Searching and Sorting Exercises


Two of the most common tasks embedded in larger programs are Searching and Sorting. These are so common, and so important, that multiple ways have been developed to do each of them.

Search Performance

Consider an array containing 1000 Art Catalog entries. Each entry in the catalog includes the title of the artwork, the artist name, and a link to a picture of the artwork. For example, one entry might contain "The Starry Night", "Vincent Van Gogh", and a link to a picture of that painting.

    Linear Search for Title:
  1. The Starry Night by Vincent Van Gogh
    In the best (luckiest) case, how many catalog entries would a program have to look at if it were searching for a particular title using a linear search? For example, if you were looking for The Starry Night?
  2. In the worst (least lucky) case, how many catalog entries would a program have to look at if it were searching for a particular title using a linear search? For example, if you were looking for The Starry Night? (Assume the entries are in no particular order.)
  3. On average, how many catalog entries would a program have to look at if it were searching for a particular title using a linear search? (Assume the entries are in no particular order.)
  4. Binary Search for Title:
  5. In the best (luckiest) case, how many catalog entries would a program have to look at if it were searching for a particular title using a binary search? (Assume the entries are sorted by title.)
  6. In the worst (least lucky) case, how many catalog entries would a program have to look at if it were searching for a particular title using a binary search? (Assume the entries are sorted by title.)
  7. Variations on the Theme:
  8. How many catalog entries would a program have to look at in order to return the title of the 30th entry in the catalog?
  9. How many catalog entries would a program have to look at in order to determine how many items by a particular artist are in the catalog?
Hint: "1" is the correct answer for 3 questions.   "1000" is the correct answer for 2 questions.

Identifying Sorting Algorithms

In the following exercises, you will be exploring 4 different sorting algorithms: Selection Sort, Insertion Sort, Merge Sort, and QuickSort.

To help you with this exploration, you have 3 resources available to you.

In the following questions, assume that N is the number of items in an array that you want to sort. For example, if you were going to sort an array of 1000 Art Catalog entries, N would be 1000. Each question describes an algorithm in two ways: how it works, and its performance characteristics. The small-scale, step-by-step animations are likely to be the most helpful way to learn how each algorithm works. The other two resource pages will be more helpful in seeing how the algorithms compare in terms of their run-time speeds and efficiency.

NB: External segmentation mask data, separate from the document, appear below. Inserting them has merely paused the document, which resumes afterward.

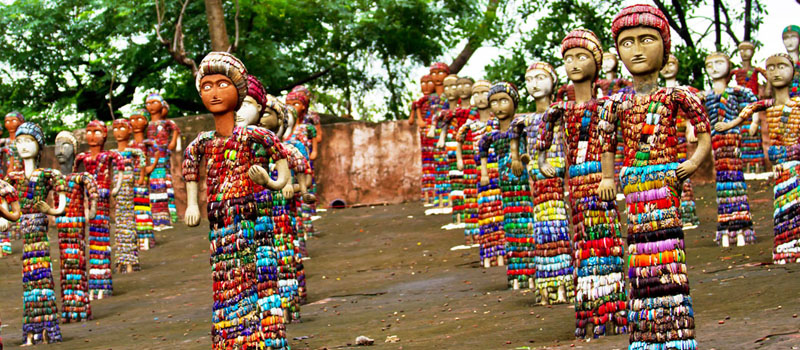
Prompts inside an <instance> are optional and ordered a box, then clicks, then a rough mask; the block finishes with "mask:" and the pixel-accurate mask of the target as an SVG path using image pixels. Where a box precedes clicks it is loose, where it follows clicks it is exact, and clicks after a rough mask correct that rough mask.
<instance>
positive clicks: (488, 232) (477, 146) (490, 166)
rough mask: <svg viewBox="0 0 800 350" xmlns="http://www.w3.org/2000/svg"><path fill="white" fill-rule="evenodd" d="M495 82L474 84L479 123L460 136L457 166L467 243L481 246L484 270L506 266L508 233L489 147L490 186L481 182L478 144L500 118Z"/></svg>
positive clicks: (465, 232) (456, 149)
mask: <svg viewBox="0 0 800 350" xmlns="http://www.w3.org/2000/svg"><path fill="white" fill-rule="evenodd" d="M491 87H492V83H490V82H489V81H488V80H479V81H478V82H476V83H475V84H473V85H472V101H473V102H474V103H475V107H476V110H477V112H478V117H479V119H478V120H468V121H467V122H466V123H465V124H464V125H462V126H461V128H459V129H458V132H457V133H456V142H457V143H458V144H457V145H456V166H457V167H458V169H459V170H461V171H463V172H464V185H465V188H464V202H465V209H464V216H465V219H464V221H465V225H464V234H465V235H466V236H467V243H468V244H471V243H472V242H475V243H477V244H478V245H479V247H480V256H481V261H482V262H483V267H485V268H489V267H491V266H492V265H498V266H503V265H505V243H504V242H505V233H504V232H503V201H502V197H501V194H500V187H499V186H498V185H497V183H498V178H499V173H498V172H497V156H496V155H495V152H494V148H489V151H488V154H487V156H488V157H487V159H486V167H487V173H488V175H489V183H488V184H487V185H483V184H481V183H480V179H479V174H480V169H479V163H480V157H479V152H478V141H480V139H481V138H482V137H483V135H485V134H486V133H488V132H490V131H492V129H493V128H494V125H496V124H497V119H496V118H494V117H493V116H492V113H491V112H492V111H491V109H490V108H489V89H491Z"/></svg>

  1. This algorithm steps through the data set N times (in other words, makes N passes). In each pass, it finds the next smallest (or largest) item and swaps it with the first (or last) item that hasn't been sorted yet. After 4 passes, the first (or last) 4 items are in their final, sorted locations; after 10 passes, the first (or last) 10 items are in their final locations; after all N passes, all N items are in sorted order.

    On average, the "finds the next smallest (largest) item" computation in each pass has to look at N/2 still-unsorted items; since that is done in all N passes, the algorithm takes approximately N * N/2 steps to go from completely unsorted data to sorted data.

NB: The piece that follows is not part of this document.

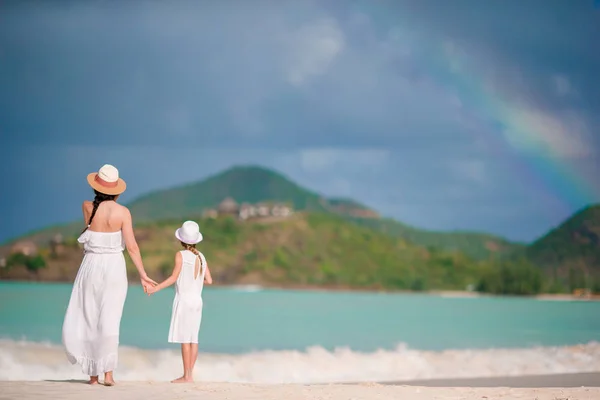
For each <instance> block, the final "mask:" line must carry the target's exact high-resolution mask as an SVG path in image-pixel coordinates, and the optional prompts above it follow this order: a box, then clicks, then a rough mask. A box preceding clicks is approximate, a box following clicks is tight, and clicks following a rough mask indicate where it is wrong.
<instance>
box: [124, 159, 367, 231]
mask: <svg viewBox="0 0 600 400" xmlns="http://www.w3.org/2000/svg"><path fill="white" fill-rule="evenodd" d="M227 197H230V198H232V199H234V200H235V201H236V202H237V203H251V204H255V203H259V202H263V201H274V202H286V203H290V204H291V205H292V206H293V207H294V209H295V210H301V211H334V210H335V209H336V208H338V207H339V208H341V206H347V207H349V208H352V209H364V210H367V207H365V206H363V205H362V204H358V203H355V202H350V201H347V200H341V201H340V200H334V201H333V203H330V202H329V200H328V199H326V198H325V197H323V196H320V195H319V194H317V193H315V192H312V191H310V190H308V189H305V188H302V187H300V186H299V185H297V184H295V183H294V182H292V181H291V180H289V179H288V178H286V177H285V176H283V175H281V174H279V173H277V172H275V171H272V170H269V169H266V168H262V167H256V166H248V167H234V168H231V169H228V170H226V171H224V172H221V173H219V174H217V175H214V176H211V177H209V178H207V179H205V180H203V181H200V182H195V183H191V184H188V185H184V186H179V187H175V188H172V189H166V190H160V191H157V192H153V193H149V194H147V195H144V196H142V197H140V198H138V199H136V200H134V201H133V202H132V203H131V204H129V208H130V209H131V212H132V215H133V216H134V218H135V219H136V220H137V221H156V220H161V219H164V218H186V217H188V216H190V215H200V214H201V213H202V211H203V210H204V209H206V208H214V207H217V206H218V204H219V203H220V202H221V201H222V200H224V199H225V198H227Z"/></svg>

  2. This algorithm steps through the data set N times (in other words, makes N passes). In each pass, it takes the next unsorted item in the array and figures out where it should go among the items that are already sorted. After 4 passes, the first 4 items are in sorted order; after 10 passes, the first 10 items are in sorted order; after all N passes, all N items are in sorted order.

    On average, the "figures out where it should go" computation in each pass has to look at N/4 previously sorted items; since that is done in all N passes, the algorithm takes approximately N * N/4 steps to go from completely unsorted data to sorted data.

  3. This algorithm makes multiple passes through the data set. In the first pass, it looks at adjacent pairs of data (the first and second, the third and fourth, the fifth and sixth, etc) and puts them in little sorted bundles of size 2. In the next pass, it looks at adjacent bundles (the first 2 and the next 2, the third bundle of 2 and the fourth bundle of 2, etc.) and orders them into sorted bundles of size 4. In the third pass, it again looks at adjacent bundles (this time of size 4) and orders them into sorted bundles of size 8. It continues this process until there are two bundles of size N/2; it orders them into a single bundle of size N, at which point the entire array is sorted.

    In each pass, it orders all N items from one size bundle to a bundle that is twice as large, so in each pass it looks at all N items. How many passes does it need? Well, the number of bundles is cut in half in each pass (for example, from 1000 to 500, to 250, to 125, to 63, to 32, to 16, to 8, to 4, to 2, to 1), so the number of passes is lg(N), also known as log2(N).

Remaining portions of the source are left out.